On 5/6/15 9:56 AM, st...@canary.md wrote:
Hmm, I don't think I could listen to the attribute event; it's saying that the AssociationProxy doesn't have "dispatch".

oh. well yes, the event has to be on the "mapped" attributes that the association proxy is proxying. the associationproxy is just a Python trick to make two object hops look like one.


Also, suppose I could detect the orphan-deletes earlier, what's the best way to suppress the objects marked as dirty?

Here's my version of your code if it helps: https://github.com/canaryhealth/sqlalchemy_audit/blob/master/sqlalchemy_audit/history_meta.py

Your help is much appreciated! Thanks very much.


On Wednesday, April 29, 2015 at 1:00:14 PM UTC-4, Michael Bayer wrote:



    On 4/29/15 12:11 PM, st...@canary.md <javascript:> wrote:
    Since my association object doesn't have extra columns, the row
    ('bob, 'apple') will be deleted. However, if there are extra
    columns, then having it marked as "dirty" is desired.

    Perhaps I would delay my recording of my audit rows until after
    orphans are resolved. I am already using "after_flush", is there
    another event I could use? Otherwise, I would need to detect an
    object as an association object without extra columns and perform
    specific logic to handle this. Is there a way to identify
    association objects?
    there's not an event in between the time that the orphan thing is
    calculated and the SQL is emitted.   After flush is a candidate if
    you can make that work.

    The approach using the event is just to make an event listener for
    this purpose and apply it to those classes that need it:


    class MyParent(Base):
        # ...

        associations = relationship("MyAssociation", cascade="all,
    delete-orphan")

    @event.listens_for(MyParent.associations, "remove")
    def on_remove(obj, child, initiator):
        object_session(obj).delete(child)


    class MyAssociation(Base):
        # ...






    Thanks!


    On Tuesday, April 28, 2015 at 7:53:21 PM UTC-4, Michael Bayer wrote:



        On 4/28/15 6:57 PM, st...@canary.md wrote:
        Hi,

        Background information: I am trying to implement
        functionality similar to the history_meta.py example
        
(http://docs.sqlalchemy.org/en/rel_0_9/_modules/examples/versioned_history/history_meta.html).
        I am listening for after_flush events and create an audit
        record and am having problems with association objects.
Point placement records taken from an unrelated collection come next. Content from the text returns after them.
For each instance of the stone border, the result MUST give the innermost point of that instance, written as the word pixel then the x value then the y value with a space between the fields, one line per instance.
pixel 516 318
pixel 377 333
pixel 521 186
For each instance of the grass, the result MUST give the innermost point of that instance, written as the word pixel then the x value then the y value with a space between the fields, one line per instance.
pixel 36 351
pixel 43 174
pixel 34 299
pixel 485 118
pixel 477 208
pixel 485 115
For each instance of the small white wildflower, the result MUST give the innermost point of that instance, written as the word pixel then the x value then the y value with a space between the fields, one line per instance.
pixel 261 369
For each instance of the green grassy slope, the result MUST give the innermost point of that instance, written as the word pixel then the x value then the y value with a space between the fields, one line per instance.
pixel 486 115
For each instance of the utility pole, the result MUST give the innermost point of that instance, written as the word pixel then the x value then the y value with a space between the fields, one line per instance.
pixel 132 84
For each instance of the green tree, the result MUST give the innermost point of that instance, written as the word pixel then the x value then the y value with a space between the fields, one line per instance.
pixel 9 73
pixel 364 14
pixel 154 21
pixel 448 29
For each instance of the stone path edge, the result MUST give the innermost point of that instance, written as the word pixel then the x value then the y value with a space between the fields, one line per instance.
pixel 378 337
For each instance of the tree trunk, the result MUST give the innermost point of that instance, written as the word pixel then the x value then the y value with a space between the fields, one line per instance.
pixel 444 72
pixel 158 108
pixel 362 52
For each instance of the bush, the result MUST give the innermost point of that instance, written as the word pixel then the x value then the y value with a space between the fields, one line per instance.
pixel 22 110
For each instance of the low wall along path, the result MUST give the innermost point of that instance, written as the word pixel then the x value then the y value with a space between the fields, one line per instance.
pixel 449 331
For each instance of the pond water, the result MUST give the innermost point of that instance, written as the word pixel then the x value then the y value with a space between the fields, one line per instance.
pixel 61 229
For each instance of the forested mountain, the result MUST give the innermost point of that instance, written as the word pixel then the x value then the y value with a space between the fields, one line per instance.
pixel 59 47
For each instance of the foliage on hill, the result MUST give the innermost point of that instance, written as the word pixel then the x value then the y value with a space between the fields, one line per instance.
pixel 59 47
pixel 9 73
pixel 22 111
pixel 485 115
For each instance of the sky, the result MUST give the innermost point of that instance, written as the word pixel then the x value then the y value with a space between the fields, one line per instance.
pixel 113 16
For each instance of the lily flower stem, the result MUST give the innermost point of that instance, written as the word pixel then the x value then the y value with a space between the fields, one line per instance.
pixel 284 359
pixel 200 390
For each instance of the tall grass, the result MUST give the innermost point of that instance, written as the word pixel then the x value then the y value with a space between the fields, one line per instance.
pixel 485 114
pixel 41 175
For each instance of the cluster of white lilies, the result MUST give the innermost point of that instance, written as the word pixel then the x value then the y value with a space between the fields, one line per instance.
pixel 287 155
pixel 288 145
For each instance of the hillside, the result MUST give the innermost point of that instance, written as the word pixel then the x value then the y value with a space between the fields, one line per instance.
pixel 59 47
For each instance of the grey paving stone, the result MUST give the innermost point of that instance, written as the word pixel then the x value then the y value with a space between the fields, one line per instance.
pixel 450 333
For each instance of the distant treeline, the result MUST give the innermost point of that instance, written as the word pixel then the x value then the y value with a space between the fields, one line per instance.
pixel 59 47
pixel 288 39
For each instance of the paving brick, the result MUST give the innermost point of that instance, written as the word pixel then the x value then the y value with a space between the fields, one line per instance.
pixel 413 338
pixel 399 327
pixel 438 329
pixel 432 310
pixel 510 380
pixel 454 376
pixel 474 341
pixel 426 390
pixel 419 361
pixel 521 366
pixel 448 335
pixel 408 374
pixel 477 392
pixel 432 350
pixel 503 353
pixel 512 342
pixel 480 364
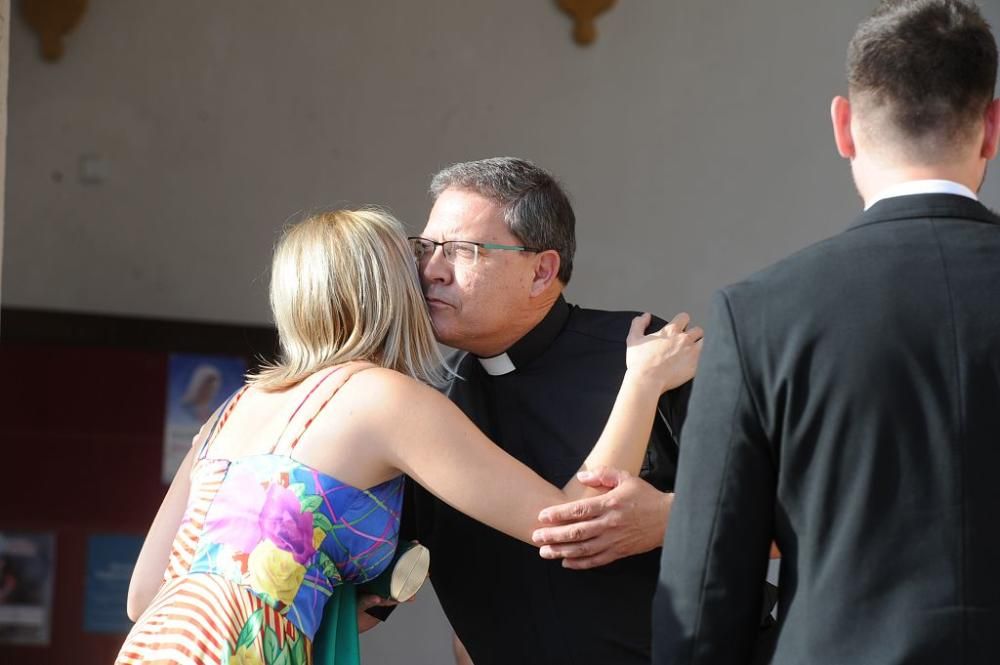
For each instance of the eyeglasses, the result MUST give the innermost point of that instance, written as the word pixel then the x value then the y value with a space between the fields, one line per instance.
pixel 458 252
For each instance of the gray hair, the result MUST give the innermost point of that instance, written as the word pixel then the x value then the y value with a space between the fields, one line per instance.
pixel 535 208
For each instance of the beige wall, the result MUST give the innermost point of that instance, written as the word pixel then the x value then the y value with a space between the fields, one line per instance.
pixel 692 136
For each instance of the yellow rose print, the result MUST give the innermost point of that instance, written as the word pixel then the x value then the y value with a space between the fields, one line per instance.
pixel 275 572
pixel 244 656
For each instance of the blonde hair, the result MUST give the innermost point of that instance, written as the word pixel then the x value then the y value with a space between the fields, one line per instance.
pixel 344 287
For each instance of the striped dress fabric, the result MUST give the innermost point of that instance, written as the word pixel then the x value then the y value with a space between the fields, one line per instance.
pixel 263 542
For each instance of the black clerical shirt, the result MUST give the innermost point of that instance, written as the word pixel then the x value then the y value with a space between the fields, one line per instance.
pixel 506 603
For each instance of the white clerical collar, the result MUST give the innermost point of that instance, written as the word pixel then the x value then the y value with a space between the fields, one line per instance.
pixel 923 187
pixel 497 365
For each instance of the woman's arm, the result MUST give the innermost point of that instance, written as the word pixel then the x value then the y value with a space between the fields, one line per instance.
pixel 147 576
pixel 431 440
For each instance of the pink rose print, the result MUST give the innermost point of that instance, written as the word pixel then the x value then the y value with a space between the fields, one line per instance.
pixel 284 524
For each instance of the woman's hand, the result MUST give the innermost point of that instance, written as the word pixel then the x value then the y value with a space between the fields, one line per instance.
pixel 668 357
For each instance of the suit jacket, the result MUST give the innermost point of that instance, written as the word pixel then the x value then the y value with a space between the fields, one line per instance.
pixel 848 406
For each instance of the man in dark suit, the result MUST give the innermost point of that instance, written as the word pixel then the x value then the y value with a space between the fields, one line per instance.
pixel 848 398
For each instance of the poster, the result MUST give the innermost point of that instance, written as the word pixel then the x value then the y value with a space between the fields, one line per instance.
pixel 27 570
pixel 196 386
pixel 110 560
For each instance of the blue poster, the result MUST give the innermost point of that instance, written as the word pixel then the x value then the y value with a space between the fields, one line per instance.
pixel 196 386
pixel 27 570
pixel 110 560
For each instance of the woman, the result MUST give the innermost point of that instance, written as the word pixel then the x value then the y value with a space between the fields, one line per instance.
pixel 293 489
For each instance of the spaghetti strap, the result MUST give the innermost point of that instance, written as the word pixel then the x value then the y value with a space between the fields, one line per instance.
pixel 287 450
pixel 222 415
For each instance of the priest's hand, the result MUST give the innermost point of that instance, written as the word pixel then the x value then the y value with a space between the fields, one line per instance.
pixel 630 518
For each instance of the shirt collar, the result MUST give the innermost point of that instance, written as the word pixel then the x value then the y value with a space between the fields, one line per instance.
pixel 923 187
pixel 532 345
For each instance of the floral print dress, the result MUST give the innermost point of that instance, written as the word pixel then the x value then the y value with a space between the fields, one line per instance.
pixel 264 543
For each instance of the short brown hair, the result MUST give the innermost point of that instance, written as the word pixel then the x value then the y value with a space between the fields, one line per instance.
pixel 929 65
pixel 344 287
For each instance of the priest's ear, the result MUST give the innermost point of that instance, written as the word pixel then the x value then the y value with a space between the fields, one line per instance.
pixel 546 271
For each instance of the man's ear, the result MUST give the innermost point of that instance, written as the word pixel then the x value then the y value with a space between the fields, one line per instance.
pixel 546 271
pixel 840 115
pixel 992 134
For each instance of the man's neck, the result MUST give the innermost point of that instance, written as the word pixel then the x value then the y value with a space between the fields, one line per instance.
pixel 521 323
pixel 882 179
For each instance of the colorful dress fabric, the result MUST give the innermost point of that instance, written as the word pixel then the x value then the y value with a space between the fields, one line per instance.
pixel 265 542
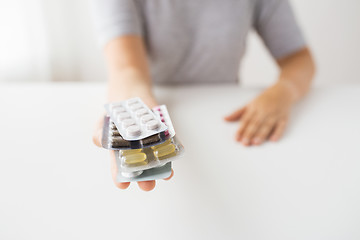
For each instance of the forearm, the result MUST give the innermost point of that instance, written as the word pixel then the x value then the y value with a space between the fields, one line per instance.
pixel 128 70
pixel 296 74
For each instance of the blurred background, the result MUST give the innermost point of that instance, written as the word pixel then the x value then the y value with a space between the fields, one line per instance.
pixel 55 41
Here
        is an example:

          class User(Auditable, self.Base, ComparableEntity):
              __tablename__ = 'usertable'
              id = Column(Integer, primary_key=True)
              name = Column(String)
              keywords = association_proxy('assocs', 'keyword')

          class Keyword(Auditable, self.Base, ComparableEntity):
              __tablename__ = 'keywordtable'
              id = Column(Integer, primary_key=True)
              word = Column(String)

          class UserKeyword(Auditable, self.Base, ComparableEntity):
              __tablename__ = 'userkeywordtable'
              user_id = Column(Integer, ForeignKey("usertable.id
        <http://usertable.id>"),
                               primary_key=True)
              keyword_id = Column(Integer,
        ForeignKey("keywordtable.id <http://keywordtable.id>"),
        primary_key=True)
              user = relationship(User,
        backref=backref("assocs",
        cascade="all, delete-orphan"))
              keyword = relationship(Keyword)
              def __init__(self, keyword=None, user=None):
                  self.user = user
                  self.keyword = keyword


          apple = Keyword(word='apple')
          pear = Keyword(word='pear')
          bob = User(name='bob')
          bob.keywords = [apple, pear]
          sess.add(bob)
          sess.commit()

          bob.keywords.remove(apple)   <====== this is when my
        question is about
          sess.commit()
        When we remove the keyword, it marks the UserKeyword
        association object is "dirty" instead of "deleted". Why is
        that? Since the row is being removed, I would expect it to
        be marked as "deleted", so that I could make an audit record
        indicating it was deleted.

        does the row actually get deleted?  the calculation of
        "orphan" isn't done until flush time, because theoretically
        you could be associating the UserKeyword to another User.

        it doesn't look like the versioned rows recipe has support
        for this use case right now.  You could force the up-front
        delete using a "remove" attribute event on that collection.